David Bowie, Leonard Cohen, Prince, George Michael, et même au moment où j'écris ces lignes, Carrie Fisher. Je me fous de ces disparitions successives. Tout du moins, je ne ressens pas le besoin d'exhiber ma peine. J'ai le sentiment qu'elles ne m'affectent pas en comparaison de l'effondrement collectif que j'observe à chaque fois que l'un d'entre eux ferme les yeux pour de bon. Je pense évidemment au déluge commémoratif qui suit systématiquement la mort d'un artiste, et dont Facebook devient aussi intuitivement qu'un banc de harengs, le porte-voix. Je trouve cet endeuillement disproportionné, et donc je le trouve suspect.

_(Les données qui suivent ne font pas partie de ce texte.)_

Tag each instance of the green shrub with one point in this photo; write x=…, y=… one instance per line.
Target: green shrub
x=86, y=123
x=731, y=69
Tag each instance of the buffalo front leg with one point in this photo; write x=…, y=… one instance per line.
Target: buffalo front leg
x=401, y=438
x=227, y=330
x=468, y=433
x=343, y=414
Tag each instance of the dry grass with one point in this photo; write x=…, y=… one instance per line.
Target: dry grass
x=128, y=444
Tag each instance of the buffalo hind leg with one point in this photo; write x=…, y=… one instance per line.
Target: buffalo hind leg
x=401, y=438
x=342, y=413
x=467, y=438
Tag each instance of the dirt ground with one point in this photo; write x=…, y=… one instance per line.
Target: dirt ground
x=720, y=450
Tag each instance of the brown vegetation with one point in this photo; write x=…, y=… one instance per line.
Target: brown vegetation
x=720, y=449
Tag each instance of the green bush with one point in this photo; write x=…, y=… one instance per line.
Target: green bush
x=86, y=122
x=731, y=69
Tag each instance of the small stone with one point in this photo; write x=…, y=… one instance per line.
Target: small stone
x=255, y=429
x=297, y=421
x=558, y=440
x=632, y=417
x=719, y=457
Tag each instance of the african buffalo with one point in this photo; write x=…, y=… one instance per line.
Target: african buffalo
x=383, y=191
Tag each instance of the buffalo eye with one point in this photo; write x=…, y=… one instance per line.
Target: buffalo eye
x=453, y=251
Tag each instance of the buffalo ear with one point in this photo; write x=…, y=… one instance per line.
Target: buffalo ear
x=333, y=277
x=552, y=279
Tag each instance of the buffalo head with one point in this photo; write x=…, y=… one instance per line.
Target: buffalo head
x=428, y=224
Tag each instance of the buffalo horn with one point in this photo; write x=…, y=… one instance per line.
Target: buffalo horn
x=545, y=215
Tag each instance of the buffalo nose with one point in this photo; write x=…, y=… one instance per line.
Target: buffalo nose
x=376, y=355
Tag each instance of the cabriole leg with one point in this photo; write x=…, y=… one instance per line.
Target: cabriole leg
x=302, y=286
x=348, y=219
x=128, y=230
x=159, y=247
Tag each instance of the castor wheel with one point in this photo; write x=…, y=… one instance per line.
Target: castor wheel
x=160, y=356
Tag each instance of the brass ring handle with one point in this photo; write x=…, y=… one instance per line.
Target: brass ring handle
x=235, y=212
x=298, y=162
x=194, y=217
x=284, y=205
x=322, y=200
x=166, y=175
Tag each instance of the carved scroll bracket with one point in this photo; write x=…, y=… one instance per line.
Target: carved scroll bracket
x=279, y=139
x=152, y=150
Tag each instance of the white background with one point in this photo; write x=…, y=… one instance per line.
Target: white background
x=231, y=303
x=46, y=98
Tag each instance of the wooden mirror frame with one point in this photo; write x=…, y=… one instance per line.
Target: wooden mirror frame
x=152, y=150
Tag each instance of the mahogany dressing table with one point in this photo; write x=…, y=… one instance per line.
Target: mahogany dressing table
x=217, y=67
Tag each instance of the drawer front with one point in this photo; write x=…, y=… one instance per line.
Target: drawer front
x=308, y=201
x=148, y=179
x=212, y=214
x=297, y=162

Je n'ai pas envie de juger qui que ce soit, simplement de faire un peu de sociologie de comptoir entre la bûche et le champagne. Les forces qui nous poussent à poster sur les réseaux, et la nature même de ces prises de parole sont un vrai sujet de thèse. Tout de suite, je m'interroge bêtement sur le besoin irrépressible de vouloir rendre hommage, alors qu'aucune deadline ni conscience professionnelle ne nous y pousse, à quelqu'un que l'on n'a pas côtoyé ; s'entend par là, avec lequel nous n'avons pas récemment vécu une odyssée collective quelconque. Comme avec l'acteur australien Heath Ledger et son phénoménal Joker en 2008, lorsque l'on apprenait sa mort alors que Batman, The Dark Knight était encore en salle. Comme si, dans le cas du décès de George Michael, retrouvé mort le 25 décembre dernier, il nous fallait collectivement et respectivement, nous apporter, dans une sorte de fanatisme morbide, la preuve de la proximité que nous avions avec lui, d'une part. Et d'autre part, la preuve de la parfaite connaissance mélomane que nous en avions tous. Ce que je trouve suspect, c'est cette course délirante à la ref. parfaite, au papier qui "dit la vérité", au lien YouTube juste.

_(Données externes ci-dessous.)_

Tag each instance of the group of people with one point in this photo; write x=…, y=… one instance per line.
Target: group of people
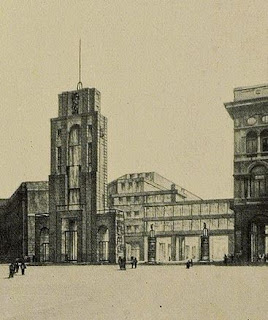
x=14, y=268
x=122, y=262
x=189, y=264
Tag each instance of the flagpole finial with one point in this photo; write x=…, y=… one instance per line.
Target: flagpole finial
x=79, y=84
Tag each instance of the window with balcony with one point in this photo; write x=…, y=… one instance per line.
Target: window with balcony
x=257, y=183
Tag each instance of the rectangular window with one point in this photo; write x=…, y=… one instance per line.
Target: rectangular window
x=59, y=159
x=252, y=145
x=264, y=144
x=196, y=224
x=178, y=225
x=150, y=212
x=74, y=196
x=89, y=156
x=168, y=225
x=136, y=213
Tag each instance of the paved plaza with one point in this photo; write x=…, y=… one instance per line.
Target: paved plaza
x=148, y=292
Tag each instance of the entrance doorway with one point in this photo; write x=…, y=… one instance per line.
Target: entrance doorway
x=103, y=243
x=258, y=238
x=44, y=245
x=69, y=240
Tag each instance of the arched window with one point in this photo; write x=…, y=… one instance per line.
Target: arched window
x=258, y=182
x=252, y=142
x=74, y=135
x=264, y=141
x=44, y=244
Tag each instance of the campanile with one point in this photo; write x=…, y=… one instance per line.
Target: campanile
x=78, y=176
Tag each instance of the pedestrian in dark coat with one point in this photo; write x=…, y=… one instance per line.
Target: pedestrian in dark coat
x=23, y=267
x=124, y=263
x=135, y=262
x=120, y=263
x=11, y=270
x=17, y=266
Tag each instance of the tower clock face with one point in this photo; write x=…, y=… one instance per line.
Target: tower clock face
x=251, y=121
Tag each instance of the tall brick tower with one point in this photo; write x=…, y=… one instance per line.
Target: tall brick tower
x=249, y=110
x=78, y=179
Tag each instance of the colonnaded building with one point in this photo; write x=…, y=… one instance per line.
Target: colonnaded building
x=76, y=216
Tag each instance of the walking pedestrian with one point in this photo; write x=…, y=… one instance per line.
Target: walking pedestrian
x=135, y=262
x=132, y=262
x=124, y=263
x=120, y=262
x=225, y=259
x=188, y=264
x=16, y=266
x=23, y=267
x=11, y=270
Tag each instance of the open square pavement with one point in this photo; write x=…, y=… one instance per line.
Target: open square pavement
x=148, y=292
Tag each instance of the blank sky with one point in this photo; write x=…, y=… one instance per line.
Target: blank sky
x=164, y=69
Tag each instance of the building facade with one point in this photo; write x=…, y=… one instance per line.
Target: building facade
x=24, y=223
x=249, y=111
x=176, y=215
x=81, y=226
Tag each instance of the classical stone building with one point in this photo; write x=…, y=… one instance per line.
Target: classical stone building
x=177, y=217
x=67, y=218
x=72, y=218
x=81, y=226
x=249, y=110
x=24, y=223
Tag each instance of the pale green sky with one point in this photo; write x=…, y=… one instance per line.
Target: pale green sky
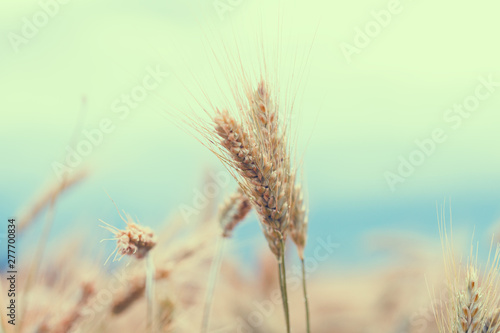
x=362, y=115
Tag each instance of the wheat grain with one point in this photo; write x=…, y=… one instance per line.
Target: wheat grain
x=233, y=211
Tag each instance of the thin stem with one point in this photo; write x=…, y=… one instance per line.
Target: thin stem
x=212, y=279
x=282, y=273
x=306, y=301
x=150, y=291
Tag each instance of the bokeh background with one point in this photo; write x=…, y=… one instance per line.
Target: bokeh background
x=358, y=114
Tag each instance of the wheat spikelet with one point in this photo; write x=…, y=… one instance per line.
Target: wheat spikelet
x=298, y=220
x=261, y=181
x=470, y=304
x=474, y=295
x=233, y=211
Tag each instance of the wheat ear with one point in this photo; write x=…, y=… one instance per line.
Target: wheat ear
x=298, y=233
x=231, y=213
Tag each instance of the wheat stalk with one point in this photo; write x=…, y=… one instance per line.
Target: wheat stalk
x=473, y=301
x=233, y=210
x=298, y=233
x=135, y=240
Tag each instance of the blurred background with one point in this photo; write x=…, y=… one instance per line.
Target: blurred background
x=398, y=112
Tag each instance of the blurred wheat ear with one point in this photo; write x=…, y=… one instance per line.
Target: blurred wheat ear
x=474, y=295
x=137, y=241
x=231, y=212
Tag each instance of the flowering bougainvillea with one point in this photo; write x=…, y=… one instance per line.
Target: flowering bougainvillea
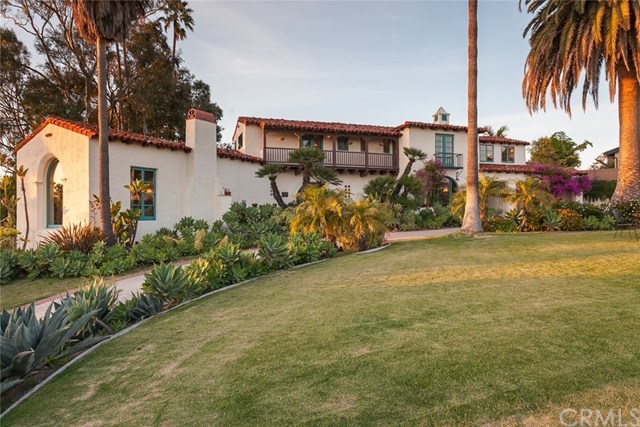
x=561, y=180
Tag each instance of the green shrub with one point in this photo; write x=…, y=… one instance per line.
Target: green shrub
x=9, y=268
x=168, y=283
x=96, y=298
x=133, y=310
x=28, y=343
x=571, y=220
x=76, y=237
x=274, y=253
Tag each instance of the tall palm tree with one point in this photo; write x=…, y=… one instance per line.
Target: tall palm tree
x=178, y=15
x=414, y=155
x=271, y=171
x=320, y=211
x=307, y=157
x=101, y=22
x=471, y=222
x=568, y=37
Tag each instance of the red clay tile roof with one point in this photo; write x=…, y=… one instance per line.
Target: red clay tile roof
x=436, y=126
x=489, y=139
x=91, y=131
x=527, y=169
x=226, y=153
x=308, y=126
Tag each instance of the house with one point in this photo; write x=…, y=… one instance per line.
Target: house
x=360, y=152
x=198, y=179
x=62, y=155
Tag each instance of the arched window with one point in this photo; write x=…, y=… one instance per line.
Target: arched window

En fait, les morts me font le même effet que les reformations. Est-ce que je suis vraiment le seul à m'étonner que tout le monde soit devenu en 2016, fan de la première heure de A Tribe Called Quest? Je me souviens très bien que dans mon petit collège de campagne, on avait clairement le choix : c'était Nirvana ou Notorious B.I.G., (ou plus vraisemblablement, Noir Désir ou Alliance Ethnik), mais pas les deux. Ne pas avoir à choisir, c'est très récent, et nous avons sans doute du mal à nous en souvenir, ce qui rend ces condoléances systématiques particulièrement ridicules à mon goût.
Je dirais que c'est récent comme Internet. En disposant à ciel ouvert, la plus grande discothèque du monde, Internet a sans aucun doute eu cet effet d'aplanir le temps, de nous faire oublier que Leonard Cohen, c'était avant tout la musique de nos parents. Que pour un paquet de kids comme moi, George Michael prend à peu près autant de place dans nos coeurs que Patrick Bruel ou les Frères Bogdanov, mais pour qui malgré tout, une petite archive parfaitement patrimoniale de Madonna lui déclarant sa flamme aux MTV Music Awards de 89, en permet la réhabilitation automatique. Le plus triste, c'est qu'Internet a aussi pour effet d'aplanir le monde. Avant leur décès, Leonard Cohen et George Michael n'avaient rien en commun. Mais grâce à notre tristesse et à notre indignation, ils partagent désormais un anniversaire, et sont les sujets d'un paquet de papiers aux manchettes aussi fantaisistes que "2016 année Meurtrière" (le meurtre, carrément), pour le Figaro ; "Les Astres Eteints de 2016", pour Le Point ; "La Génération X orpheline de ses Idoles".
Encore une fois, qu'est-ce que ces morts changent tant à nos vies, pour venir les pleurer à si chaudes larmes sur les réseaux? Leurs grandes chansons, comme les grands moments auxquelles nous les associons, sont pourtant déjà largement derrière nous. Peut-être que ce qui m'agace relève d'un besoin de pudeur face à l'exhibition chronique de nos émotions. La publicité immédiate et sans filtre de nos pensées les plus intuitives. On pense tous à des conneries inconséquentes, mais je n'explique pas notre besoin de systématiquement les exposer, ou du moins notre incapacité à réprimer ce besoin. Que ce soit de l'ordre du funéraire, de la doléance, de notre irrésistible désir de jugement, et la plupart du temps, sur des sujets dont on ne maîtrise pas les enjeux. Mon humble avis : nous ne sommes pas les spécialistes que nous prétendons être. La réalité est que nos indignations sont pléthoriques, nos complaintes écrites à chauds, nos doléances mal pensées, nos coups de gueule inaudibles, et de fait je trouve, nos chagrins difficiles à croire.